Sunday, August 31, 2014

Peanut Pancake 面煎粿


This is a very local pancake called 面煎粿. It is one of my favourite snack since young. I made the peanut version yesterday morning for our breakfast. Found this easy recipe, many thanks to My Kitchen for sharing this yummy recipe :)

For some reason, I grew up calling this "ban jian kueh", but all my other friends call it "meen jian kueh" :p

Here's the recipe. Please visit My Kitchen for the original recipe and method.
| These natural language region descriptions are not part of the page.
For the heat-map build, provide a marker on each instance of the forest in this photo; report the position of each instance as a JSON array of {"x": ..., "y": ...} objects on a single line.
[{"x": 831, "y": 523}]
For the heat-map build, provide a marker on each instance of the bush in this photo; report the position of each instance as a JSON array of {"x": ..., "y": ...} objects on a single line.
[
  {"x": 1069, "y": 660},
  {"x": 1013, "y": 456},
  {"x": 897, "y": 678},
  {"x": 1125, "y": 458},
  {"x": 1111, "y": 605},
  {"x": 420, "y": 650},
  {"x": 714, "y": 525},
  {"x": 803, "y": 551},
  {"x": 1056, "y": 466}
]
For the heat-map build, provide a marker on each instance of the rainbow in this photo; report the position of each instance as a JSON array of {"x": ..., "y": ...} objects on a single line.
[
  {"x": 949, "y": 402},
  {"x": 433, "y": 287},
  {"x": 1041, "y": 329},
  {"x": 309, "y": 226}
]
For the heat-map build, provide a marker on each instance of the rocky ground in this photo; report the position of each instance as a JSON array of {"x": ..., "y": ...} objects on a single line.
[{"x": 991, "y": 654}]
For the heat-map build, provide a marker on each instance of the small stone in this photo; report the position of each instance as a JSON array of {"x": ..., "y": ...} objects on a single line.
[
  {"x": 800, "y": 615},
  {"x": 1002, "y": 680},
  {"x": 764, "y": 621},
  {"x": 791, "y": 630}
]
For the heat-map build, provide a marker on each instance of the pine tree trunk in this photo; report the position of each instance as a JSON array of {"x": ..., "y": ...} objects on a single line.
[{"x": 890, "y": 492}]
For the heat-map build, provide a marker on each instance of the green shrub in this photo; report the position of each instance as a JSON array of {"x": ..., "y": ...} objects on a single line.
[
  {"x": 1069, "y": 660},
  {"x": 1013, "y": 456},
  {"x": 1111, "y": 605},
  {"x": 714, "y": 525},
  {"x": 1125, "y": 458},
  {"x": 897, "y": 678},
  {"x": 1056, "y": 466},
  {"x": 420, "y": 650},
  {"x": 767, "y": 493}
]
I think it is good advice to cool the pancakes on the wire rack if not serving immediately, as the bottom of my pancake was a little soggy after sitting on the plate for 5 to 10 mins.
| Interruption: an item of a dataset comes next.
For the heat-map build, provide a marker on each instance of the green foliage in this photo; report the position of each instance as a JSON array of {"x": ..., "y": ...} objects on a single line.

Ingredients (I made minor changes according to the ingredients I have on hand)

- 1 egg
- 1/2 cup cake flour
- 1/2 cup rice flour
- 2 tbsp sugar
-  a drop of  vanilla paste
- 1 cup low-fat fresh milk
- pinch of salt (optional)
- 1 tbsp canola oil
- pinch of double acting baking powder

- some butter
- diced or ground peanuts
- sugar (adjust to your preference)

Method (makes 2-3 servings)

1. Whisk egg and sugar together.
2. Add vanilla paste and half the milk. Continue mixing.
3. Add sifted flour in batches and mix.
4. Add oil and remaining milk and mix. The batter will be watery.
5. Heat a non-stick frying pan (I used the HappyCall frying pan so no oil was necessary). Pour half the batter (my pan size is 20") into the pan. Turn heat to low. When tiny air pockets appear on top of the batter, add some butter on top of the batter. Sprinkle peanuts & sugar mixture on top. Fold 1 side of pancake over to form a semi circle. Once the pancake is browned, remove from pan. Cool on a wire rack. It tastes best when hot.